Regalo 39: Fuente de vida.


Por: Víctor Rafael

Lo que a mis ojos parecía una muerte física, resultó ser solo un tiempo para renacer. Un momento de reflexión que despertó el vivir, caló hondo, profundo, llegó muy adentro, atravesó todo lo que soy y me hizo cuestionarme, ¿por cuánto tiempo podré vivir lejos de la fuente de vida?            
Planta en el patio de mi casa. Cayey, Puerto Rico.
Hacía ya varias semanas que todas sus hojas habían caído al piso a morir, su delgado tronco se había tornado más oscuro de lo usual y las puntas de sus ramas se habían secado, la di por muerta. La saqué de la marquesina para botarla, pero me distraje y la dejé allí, la olvidé. Luego de eso estuvo lloviendo varios días corridos y después vinieron algunos días de sol. Para mi sorpresa, al cabo de un tiempo, la planta comenzó a echar nuevas hojas y poco a poco fue fortaleciendo todas sus partes.
Aquella mañana el viento que movía las hojas de la planta que di por muerta, trajo consigo un mensaje para mí. La brisa mientras chocaba contra mi cuerpo decía; la vida es vida únicamente el tiempo que permaneces cerca de aquello que la alimenta.
Sé que en ocasiones la vida parece no tener sentido, como si nada de lo que haces fuera suficiente. Te cuestionas. Te reprochas y enfadas no tan solo contigo, sino con todos y todo lo que te rodea. Sé que hay veces que llegas a pensar que ya nada ni nadie puede devolverte la pasión con la que vivías, que el camino hacia la felicidad lo destruyeron. Conozco también de las veces que haces utópico lo real, lo alcanzable, lo que está disponible para ti porque a simple vista parece imposible hacerlo tuyo. Pero lo más importante es que tengo la certeza de que estás tan lejos o cerca de la vida como quieres estarlo.
Hoy quiero que mires con detenimiento lo que estás viviendo. Tal vez estás experimentando un sinnúmero de situaciones que te han hecho pensar que la vida no tiene ningún sentido. Posiblemente la llama de pasión que te hacía vivir se apagó. La aflicción ha destruido parte por parte lo que eres y lo que no sabías es que “La aflicción es como el combustible de la pasión: refuerza la energía intensa, que normalmente no tenemos, pero que necesitamos para realizar los cambios.” (Rick Warren) Déjate abrazar por la vida, permite que los procesos externos que vives le den forma a tu corazón.

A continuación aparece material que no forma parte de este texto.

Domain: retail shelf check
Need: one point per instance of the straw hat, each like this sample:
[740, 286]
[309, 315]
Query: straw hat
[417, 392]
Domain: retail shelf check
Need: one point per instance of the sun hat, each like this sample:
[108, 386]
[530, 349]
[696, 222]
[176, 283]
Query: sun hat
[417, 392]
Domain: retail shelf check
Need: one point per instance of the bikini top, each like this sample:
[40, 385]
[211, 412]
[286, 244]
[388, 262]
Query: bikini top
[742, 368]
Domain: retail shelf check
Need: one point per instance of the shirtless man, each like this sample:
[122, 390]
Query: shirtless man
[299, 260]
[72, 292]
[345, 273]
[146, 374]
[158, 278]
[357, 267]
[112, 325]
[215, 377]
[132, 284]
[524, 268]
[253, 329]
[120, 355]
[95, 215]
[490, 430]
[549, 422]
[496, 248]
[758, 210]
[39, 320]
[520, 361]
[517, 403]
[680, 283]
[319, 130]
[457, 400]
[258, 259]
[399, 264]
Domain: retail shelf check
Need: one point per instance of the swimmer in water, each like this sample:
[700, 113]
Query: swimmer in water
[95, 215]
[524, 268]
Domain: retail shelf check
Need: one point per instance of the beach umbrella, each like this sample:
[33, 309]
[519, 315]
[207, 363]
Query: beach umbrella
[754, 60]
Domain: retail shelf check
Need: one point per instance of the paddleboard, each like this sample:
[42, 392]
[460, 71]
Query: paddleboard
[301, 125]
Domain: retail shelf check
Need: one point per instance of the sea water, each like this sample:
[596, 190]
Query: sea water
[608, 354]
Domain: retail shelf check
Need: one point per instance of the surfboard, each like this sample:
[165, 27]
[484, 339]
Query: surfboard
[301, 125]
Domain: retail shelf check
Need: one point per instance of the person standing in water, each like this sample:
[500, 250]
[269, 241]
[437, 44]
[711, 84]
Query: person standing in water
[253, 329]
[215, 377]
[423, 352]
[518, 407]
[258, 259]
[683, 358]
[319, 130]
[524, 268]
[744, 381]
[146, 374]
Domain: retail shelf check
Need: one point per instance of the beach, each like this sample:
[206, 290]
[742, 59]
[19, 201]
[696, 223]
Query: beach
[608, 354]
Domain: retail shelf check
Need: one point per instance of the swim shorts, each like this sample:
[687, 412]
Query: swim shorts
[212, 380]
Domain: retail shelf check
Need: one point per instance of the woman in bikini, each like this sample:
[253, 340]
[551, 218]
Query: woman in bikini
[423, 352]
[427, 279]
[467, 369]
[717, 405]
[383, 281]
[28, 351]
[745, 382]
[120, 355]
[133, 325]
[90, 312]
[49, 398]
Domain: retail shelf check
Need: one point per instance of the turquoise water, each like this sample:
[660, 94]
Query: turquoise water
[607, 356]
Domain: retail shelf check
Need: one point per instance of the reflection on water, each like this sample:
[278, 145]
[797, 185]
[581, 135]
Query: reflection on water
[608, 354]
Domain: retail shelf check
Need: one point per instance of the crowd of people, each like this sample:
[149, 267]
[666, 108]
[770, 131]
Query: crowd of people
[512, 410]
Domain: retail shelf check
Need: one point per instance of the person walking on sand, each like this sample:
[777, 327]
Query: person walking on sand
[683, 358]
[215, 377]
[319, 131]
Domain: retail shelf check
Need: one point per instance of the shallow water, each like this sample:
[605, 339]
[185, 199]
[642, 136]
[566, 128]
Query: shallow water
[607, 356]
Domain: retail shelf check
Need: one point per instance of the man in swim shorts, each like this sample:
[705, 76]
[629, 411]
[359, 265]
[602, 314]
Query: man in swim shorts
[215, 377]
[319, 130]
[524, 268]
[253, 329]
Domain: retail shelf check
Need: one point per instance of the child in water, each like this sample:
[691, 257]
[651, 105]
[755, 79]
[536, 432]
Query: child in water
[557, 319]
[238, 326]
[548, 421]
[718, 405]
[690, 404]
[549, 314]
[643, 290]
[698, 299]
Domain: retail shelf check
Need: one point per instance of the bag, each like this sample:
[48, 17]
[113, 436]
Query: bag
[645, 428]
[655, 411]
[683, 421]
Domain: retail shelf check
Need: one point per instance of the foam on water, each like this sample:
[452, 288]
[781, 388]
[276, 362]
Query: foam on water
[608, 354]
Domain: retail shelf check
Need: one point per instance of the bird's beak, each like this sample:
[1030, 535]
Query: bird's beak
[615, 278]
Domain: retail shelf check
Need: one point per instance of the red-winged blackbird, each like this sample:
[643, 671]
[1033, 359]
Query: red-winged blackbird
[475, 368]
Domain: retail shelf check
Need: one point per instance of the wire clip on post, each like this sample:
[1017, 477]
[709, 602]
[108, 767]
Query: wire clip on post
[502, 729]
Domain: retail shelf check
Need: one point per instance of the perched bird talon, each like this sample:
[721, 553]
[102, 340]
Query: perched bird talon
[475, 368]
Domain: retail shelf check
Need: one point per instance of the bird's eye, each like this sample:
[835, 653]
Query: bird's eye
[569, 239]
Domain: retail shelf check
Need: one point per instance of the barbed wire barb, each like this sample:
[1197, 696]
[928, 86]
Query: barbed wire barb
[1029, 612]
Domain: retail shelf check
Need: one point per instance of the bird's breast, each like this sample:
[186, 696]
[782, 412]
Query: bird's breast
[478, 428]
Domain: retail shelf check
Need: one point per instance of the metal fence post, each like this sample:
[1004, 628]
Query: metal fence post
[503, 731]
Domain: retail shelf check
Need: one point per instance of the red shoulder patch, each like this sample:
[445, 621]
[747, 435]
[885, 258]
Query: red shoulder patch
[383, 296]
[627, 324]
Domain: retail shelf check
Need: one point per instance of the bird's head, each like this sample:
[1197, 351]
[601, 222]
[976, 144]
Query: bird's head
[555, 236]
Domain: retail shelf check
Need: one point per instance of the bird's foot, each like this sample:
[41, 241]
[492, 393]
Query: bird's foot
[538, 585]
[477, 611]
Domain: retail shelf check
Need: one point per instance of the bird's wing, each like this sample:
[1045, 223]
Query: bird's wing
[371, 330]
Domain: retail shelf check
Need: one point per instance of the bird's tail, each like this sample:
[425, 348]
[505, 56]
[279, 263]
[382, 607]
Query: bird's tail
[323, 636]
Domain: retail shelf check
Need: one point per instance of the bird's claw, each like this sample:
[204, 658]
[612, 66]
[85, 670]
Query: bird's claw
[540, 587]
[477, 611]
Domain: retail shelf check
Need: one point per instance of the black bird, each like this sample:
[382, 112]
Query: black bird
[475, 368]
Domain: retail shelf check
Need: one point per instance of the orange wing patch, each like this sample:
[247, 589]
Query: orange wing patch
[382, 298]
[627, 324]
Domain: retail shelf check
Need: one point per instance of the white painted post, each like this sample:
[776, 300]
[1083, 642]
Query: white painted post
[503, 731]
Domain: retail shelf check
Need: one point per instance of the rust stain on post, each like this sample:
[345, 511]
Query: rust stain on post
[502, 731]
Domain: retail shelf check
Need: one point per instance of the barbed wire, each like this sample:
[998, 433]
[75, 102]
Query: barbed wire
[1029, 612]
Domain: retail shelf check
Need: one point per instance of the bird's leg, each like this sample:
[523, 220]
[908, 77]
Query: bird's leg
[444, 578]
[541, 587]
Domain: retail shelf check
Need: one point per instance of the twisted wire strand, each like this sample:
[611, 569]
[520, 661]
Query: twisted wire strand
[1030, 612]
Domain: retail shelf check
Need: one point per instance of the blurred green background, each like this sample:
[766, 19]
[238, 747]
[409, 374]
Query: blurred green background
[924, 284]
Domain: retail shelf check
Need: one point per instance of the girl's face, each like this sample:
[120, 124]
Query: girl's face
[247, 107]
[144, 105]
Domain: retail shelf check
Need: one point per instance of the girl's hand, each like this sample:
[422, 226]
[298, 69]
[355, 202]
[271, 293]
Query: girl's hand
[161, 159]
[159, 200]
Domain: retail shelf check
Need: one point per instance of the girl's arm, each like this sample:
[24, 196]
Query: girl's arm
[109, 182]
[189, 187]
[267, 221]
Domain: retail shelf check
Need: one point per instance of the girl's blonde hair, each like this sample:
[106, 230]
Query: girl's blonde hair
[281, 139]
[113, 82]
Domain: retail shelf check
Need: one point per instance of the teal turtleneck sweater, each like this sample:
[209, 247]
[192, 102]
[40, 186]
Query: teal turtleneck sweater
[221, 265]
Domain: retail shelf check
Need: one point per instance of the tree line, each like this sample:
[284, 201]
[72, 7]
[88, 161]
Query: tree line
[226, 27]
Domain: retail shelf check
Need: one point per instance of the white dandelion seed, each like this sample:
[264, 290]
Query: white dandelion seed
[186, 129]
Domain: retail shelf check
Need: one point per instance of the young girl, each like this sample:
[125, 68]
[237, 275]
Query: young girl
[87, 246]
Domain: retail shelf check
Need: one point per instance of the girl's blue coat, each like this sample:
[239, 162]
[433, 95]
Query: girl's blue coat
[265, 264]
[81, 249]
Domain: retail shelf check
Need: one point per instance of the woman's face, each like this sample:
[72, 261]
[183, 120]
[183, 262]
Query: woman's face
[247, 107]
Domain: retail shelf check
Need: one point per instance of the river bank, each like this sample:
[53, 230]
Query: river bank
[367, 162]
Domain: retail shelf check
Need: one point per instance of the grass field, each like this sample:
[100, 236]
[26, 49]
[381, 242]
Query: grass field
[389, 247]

Aquel día yo acerqué la planta hacia un área donde el agua y el sol le devolvieron la vida. De estar marchita, sin nada que ofrecerle al mundo, pasó a estar llena de vida, a embellecer el espacio que ocupa. Tú tienes mucho para dar, levántate y acércate hoy a un espacio lleno de vida.
Acércate a ti.
Acércate a quien eres.
Acércate a tu familia.
Acércate a tus amistades.
Acércate a la pasión que movía tu vida.  
Acércate a la fuente de vida.
Acércate a Dios.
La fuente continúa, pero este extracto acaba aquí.